Cuyahoga County Progressive Caucus
- Predecessor: Bernie Sanders presidential campaign, 2016
- Founded: 2016
- Location: Lakewood, Ohio;
- Political Director: Steve Holecko
- Key people: Steve Holecko, Tristan Rader, Yvonka Hall
- Website: www.cuycpc.org

= Cuyahoga County Progressive Caucus =

The Cuyahoga County Progressive Caucus (CCPC) is a progressive political organization in the Greater Cleveland area, headquartered in Lakewood, Ohio.

== Activities ==

=== Founding and early activism ===
In July 2016, around the time of the Republican National Convention in Cleveland, a group of supporters of Senator Bernie Sanders' unsuccessful 2016 presidential campaign founded the Cuyahoga County Progressive Caucus on Cleveland's west side. According to CCPC co-founder and political director Steve Holecko, "When we realized Bernie would fall short, we decided to stay together. Cuyahoga County didn't have an organization with the word 'progressive' in it, so we formed the Cuyahoga County Progressive Caucus."

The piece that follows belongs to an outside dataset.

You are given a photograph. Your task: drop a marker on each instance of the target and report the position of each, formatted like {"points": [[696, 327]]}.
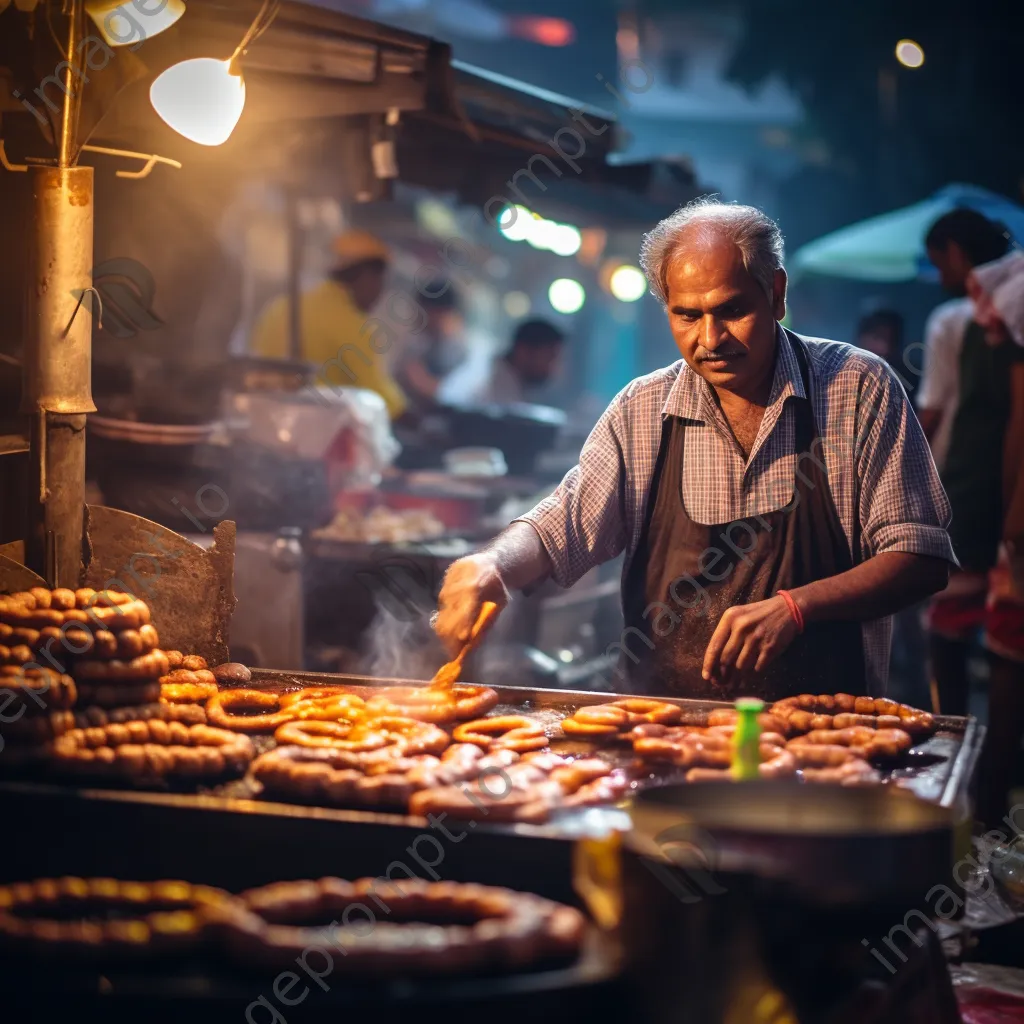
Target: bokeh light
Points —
{"points": [[628, 284], [909, 53], [566, 295]]}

In the months after its founding, the group participated in the local protest to raise minimum wage, recruited candidates to run for Cleveland City Council, and worked with Nina Turner to develop a "common civic agenda". Turner later became president of Our Revolution, a national political group started by Sanders to elect progressive candidates. The CCPC is Our Revolution's local Cleveland affiliate.

In June 2017, the CCPC organized a protest outside a fundraiser for Cleveland Mayor Frank G. Jackson's reelection at insurance executive Umberto Federi's Gates Mills home. The event, nicknamed Frank's Cat Festival, protested corporate contributions in local politics.

By its one-year anniversary, in July 2017, the organization had grown to approximately 2,600 members.

=== Opposition to the Q deal ===
In February 2017, the group announced its opposition to plans to use tax money to renovate Quicken Loans Arena (the Q), home of the Cleveland Cavaliers. The proposed renovation—which included plans to add a new glass front, additional gathering places, and food areas—was estimated to cost $282 million over 17 years, with taxes from Cleveland and Cuyahoga County paying for $160 million of that. The CCPC opposed use of any tax dollars to renovate the Q, contrasting with some other groups against the plan.

== Positions and endorsements ==
In the 2017 Cleveland mayoral election, CCPC members voted to endorse City Councilman Jeff Johnson. They also endorsed candidates for Cleveland City Council in seven of Cleveland's 17 wards, none of them incumbents. Tristan Rader, a co-founder of CCPC and its operations director, was elected to Lakewood City Councial at-large. Cleveland Magazine called Rader "the first new candidate to emerge from a lefty resurgence bringing a lively brand of Democratic politics to Northeast Ohio and embodied by the Cuyahoga County Progressive Caucus." In 2018, co-founder Steve Holecko sought the Democratic nomination for the Ohio House of Representatives' 14th District, but lost to Bride Rose Sweeney in the primary.